Every time a barrage of Russian missiles hits Ukrainian soil, the international press corps dusts off the exact same script. They tally the tragic casualties, amplify Volodymyr Zelensky’s latest warnings of an imminent, even larger catastrophe, and imply that the next strike could be the one that finally breaks the back of Ukrainian resistance.
It is a narrative built on raw emotion and lazy military analysis.
The mainstream media treats these massive aerial bombardments as decisive strategic shifts. In reality, they are the opposite. They are expensive, militarily inefficient acts of political theater that signal strategic stagnation, not a path to victory. To understand where this war is actually going, we have to stop treating every tragic missile strike as a turning point and start looking at the cold, hard math of attrition.
The Myth of the Decisive Aerial Blitz
For over a century, air power theorists have promised that you can bomb a nation into submission by destroying its infrastructure and terrorizing its population. From the Blitz of London to the bombing of Hanoi, this theory has failed almost every single time it has been put to the test. Yet, whenever Russia launches dozens of Kh-101 cruise missiles and Shahed drones, commentators act as if Kyiv is on the verge of collapse.
Let’s dismantle the premise.
When a strike kills dozens and knocks out power grids, it is a human tragedy. But from a strict, cold-blooded military perspective, it achieves almost nothing on the actual frontline.
Russia is burning through billions of dollars of high-tech precision ordnance to achieve temporary psychological shocks. They are using finite, high-value assets to do the job of basic artillery, targeting fixed civilian infrastructure rather than shifting the tactical balance on the muddy fields of the Donbas.
I have tracked defense procurement and military logistics for over a decade. If a corporate entity managed its high-value inventory the way the Russian military manages its missile stockpile, the board would fire the CEO within a quarter.
The Logistics Problem the Media Ignores
The standard press report focuses entirely on what was hit. They rarely ask what it cost the attacker to hit it, or how long it takes to replace those weapons.
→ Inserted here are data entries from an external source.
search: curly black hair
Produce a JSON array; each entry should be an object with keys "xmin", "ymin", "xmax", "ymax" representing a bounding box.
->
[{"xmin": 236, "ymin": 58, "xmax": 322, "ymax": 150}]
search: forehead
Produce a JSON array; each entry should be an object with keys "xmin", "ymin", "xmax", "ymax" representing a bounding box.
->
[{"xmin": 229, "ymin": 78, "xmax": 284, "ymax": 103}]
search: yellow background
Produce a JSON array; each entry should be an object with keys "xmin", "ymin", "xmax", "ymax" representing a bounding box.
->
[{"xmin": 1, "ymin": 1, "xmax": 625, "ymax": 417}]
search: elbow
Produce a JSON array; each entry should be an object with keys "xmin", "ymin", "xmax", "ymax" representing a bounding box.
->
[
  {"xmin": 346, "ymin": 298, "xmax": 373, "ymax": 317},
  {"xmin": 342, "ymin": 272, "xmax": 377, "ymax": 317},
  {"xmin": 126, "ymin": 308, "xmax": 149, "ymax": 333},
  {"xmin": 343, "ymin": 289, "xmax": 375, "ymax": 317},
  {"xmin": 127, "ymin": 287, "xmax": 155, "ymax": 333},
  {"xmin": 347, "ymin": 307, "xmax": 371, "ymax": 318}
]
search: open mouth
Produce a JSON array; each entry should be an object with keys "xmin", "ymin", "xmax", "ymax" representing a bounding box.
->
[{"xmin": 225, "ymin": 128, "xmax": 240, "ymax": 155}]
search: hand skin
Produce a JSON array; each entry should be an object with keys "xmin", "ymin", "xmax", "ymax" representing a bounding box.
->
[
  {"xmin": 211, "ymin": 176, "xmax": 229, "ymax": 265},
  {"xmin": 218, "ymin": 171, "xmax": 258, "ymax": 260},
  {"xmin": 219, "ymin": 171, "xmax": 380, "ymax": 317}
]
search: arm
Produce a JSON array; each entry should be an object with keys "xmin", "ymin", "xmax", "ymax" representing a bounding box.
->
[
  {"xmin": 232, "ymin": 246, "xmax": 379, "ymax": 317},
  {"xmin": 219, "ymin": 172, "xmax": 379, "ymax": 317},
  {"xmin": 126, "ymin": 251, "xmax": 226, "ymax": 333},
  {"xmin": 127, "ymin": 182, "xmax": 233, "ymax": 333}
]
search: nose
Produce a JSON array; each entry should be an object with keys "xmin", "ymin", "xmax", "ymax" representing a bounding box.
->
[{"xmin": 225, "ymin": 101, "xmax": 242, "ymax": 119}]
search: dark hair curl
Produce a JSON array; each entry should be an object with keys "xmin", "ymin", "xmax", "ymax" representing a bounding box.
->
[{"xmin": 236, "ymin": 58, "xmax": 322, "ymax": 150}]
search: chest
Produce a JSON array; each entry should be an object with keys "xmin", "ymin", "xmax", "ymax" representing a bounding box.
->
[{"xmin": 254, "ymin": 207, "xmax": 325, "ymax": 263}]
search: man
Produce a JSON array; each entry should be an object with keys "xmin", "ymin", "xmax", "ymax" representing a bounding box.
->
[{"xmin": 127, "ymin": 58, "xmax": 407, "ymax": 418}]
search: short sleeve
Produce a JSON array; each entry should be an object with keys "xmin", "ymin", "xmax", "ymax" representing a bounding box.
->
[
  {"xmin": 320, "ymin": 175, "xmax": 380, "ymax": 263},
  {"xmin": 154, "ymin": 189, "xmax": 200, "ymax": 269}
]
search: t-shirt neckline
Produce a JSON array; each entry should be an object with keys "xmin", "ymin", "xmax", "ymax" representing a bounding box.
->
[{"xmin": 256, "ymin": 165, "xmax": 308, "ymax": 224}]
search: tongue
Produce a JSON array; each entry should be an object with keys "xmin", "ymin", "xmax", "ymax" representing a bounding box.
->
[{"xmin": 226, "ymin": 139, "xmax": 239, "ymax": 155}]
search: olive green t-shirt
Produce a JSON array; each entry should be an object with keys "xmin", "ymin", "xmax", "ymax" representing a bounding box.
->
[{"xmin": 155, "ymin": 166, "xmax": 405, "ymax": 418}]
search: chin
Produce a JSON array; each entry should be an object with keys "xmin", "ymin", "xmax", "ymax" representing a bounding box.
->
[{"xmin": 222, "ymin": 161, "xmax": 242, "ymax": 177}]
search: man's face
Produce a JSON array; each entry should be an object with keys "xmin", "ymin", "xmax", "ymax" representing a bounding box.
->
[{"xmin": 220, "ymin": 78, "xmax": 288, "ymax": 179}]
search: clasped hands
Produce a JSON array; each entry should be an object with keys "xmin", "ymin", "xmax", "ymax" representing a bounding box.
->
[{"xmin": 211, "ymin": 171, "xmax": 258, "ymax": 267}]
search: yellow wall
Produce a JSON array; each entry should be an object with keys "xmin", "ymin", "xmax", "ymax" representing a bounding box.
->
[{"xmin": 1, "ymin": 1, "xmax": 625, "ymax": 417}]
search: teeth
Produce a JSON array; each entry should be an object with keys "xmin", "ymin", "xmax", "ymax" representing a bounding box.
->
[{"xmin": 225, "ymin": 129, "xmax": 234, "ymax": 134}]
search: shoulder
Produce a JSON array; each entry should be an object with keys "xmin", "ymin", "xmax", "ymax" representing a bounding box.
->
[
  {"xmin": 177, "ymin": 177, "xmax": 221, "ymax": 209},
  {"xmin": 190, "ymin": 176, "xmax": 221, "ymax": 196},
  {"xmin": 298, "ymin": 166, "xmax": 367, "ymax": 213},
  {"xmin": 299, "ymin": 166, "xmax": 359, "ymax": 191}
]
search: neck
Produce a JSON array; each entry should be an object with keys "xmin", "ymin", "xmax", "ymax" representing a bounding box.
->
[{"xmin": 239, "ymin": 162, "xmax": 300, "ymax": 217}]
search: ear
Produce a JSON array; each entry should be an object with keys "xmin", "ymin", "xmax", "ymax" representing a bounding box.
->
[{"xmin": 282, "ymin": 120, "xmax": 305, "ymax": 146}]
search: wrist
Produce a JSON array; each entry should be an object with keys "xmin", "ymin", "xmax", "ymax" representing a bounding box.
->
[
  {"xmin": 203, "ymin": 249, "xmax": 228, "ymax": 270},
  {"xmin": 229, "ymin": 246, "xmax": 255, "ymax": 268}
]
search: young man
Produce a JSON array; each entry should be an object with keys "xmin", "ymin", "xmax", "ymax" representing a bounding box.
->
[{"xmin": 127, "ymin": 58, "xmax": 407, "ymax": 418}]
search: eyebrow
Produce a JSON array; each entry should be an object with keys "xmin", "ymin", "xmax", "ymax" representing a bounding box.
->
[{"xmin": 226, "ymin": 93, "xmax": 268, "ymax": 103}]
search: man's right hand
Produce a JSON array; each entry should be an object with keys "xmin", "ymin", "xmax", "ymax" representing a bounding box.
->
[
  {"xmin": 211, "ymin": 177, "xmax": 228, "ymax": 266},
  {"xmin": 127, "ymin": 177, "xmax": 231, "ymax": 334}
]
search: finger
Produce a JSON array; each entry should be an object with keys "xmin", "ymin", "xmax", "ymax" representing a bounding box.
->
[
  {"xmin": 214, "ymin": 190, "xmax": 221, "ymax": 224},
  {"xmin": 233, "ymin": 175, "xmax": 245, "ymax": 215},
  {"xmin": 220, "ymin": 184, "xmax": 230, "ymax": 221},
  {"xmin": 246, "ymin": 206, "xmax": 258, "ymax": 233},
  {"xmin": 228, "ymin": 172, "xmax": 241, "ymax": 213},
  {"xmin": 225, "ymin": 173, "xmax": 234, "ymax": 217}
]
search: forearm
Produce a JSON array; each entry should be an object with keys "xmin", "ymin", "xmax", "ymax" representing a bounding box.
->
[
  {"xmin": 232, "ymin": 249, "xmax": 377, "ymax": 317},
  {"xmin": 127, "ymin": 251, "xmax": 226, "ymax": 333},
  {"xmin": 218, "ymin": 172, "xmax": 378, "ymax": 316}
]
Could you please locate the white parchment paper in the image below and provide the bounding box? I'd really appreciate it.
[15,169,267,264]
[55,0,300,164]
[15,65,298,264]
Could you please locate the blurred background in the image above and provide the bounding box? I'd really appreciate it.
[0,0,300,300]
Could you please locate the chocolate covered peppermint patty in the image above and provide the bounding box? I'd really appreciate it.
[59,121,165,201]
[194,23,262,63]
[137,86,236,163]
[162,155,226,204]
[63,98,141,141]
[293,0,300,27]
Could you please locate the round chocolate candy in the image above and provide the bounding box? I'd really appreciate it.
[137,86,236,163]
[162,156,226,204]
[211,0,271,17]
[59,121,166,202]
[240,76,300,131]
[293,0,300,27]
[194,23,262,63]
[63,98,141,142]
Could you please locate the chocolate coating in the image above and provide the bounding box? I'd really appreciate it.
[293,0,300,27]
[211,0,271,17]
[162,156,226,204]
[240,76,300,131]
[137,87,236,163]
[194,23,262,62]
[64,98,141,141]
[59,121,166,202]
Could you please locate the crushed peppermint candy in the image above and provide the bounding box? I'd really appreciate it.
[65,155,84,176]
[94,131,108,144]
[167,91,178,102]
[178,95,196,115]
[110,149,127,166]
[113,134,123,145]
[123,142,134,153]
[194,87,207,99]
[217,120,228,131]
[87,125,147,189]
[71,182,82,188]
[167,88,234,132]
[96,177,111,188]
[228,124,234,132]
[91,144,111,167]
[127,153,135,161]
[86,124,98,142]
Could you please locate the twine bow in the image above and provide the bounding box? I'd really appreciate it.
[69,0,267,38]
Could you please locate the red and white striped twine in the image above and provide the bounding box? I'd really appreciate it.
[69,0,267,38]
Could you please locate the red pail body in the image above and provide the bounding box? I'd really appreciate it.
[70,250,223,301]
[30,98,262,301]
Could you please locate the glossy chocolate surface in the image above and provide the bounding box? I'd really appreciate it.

Consider the baseline mechanics of a massive strike:
- Production bottlenecks: Despite transitioning to a war economy, Russia’s domestic production of advanced microchips and precision guidance systems remains heavily reliant on illicit supply chains and sanctions evasion. They cannot manufacture these missiles as fast as they fire them.
- The intercept asymmetry: While headlines focus on the missiles that get through, they skip the operational reality that Ukrainian air defense—even when strained—regularly downs a massive percentage of incoming threats.
- Diminishing returns: The first time you hit a power grid, it causes chaos. The fiftieth time you hit it, the target has already decentralized its operations, deployed mobile repair crews, and built redundant systems.
When Zelensky warns of a "new massive strike," he is performing his job as a wartime communicator. He needs to keep Western attention fixed on the conflict to ensure the flow of air defense ammunition like Patriot and IRIS-T systems. But Western analysts who mistake this political messaging for an objective assessment of imminent Ukrainian collapse are fundamentally misreading the war.
What People Also Ask (And Get Wrong)
Can Russia sustain these massive missile strikes indefinitely?
No. The frequent pauses between massive barrages are not strategic choices; they are logistical necessities. Russia has to accumulate weeks of factory output just to stage a single night of intense bombardment. They are living hand-to-mouth on precision munitions.
Do these attacks break Ukrainian morale?
Historically, indiscriminate bombardment hardens civilian resolve rather than breaking it. It removes any political space for compromise. By making the threat existential to every citizen in Kyiv or Lviv, Moscow ensures that the population sees total resistance as the only viable option.
Why doesn't Ukraine just look to strike all the launch platforms?
Because targeting strategic bombers deep inside Russian territory requires long-range, western-supplied weapons with zero political strings attached. The West’s ongoing hesitation to allow deep strikes means Ukraine is forced to fight the arrows rather than the archer—a deeply frustrating tactical reality, but one that still doesn't hand Russia a victory.
The Harsh Reality of the New Status Quo
To be clear, pointing out the strategic irrelevance of these missile strikes does not mean Ukraine is winning handily. This is a brutal, grinding war of attrition.
The real danger to Ukraine isn't a spectacular missile strike that knocks out the lights in Kyiv for 48 hours. The real danger is the slow, unglamorous, yard-by-yard advance of Russian infantry in the east, fueled by a massive superiority in artillery shells and a willingness to absorb staggering casualty rates.
While the cameras point at burning buildings in urban centers, the war is being decided in trenches by electronic warfare dominance, drone battery life, and raw manpower rotation.
Stop watching the skies for the definitive blow. It isn't coming. The missiles will keep flying, the sirens will keep wailing, and the frontlines will barely move. The side that wins this war won't be the one that puts on the most terrifying light show; it will be the one that manages its boring, unsexy supply chains of artillery ammunition and fresh troops the longest.
Turn off the breaking news feeds. Look at the industrial production data instead.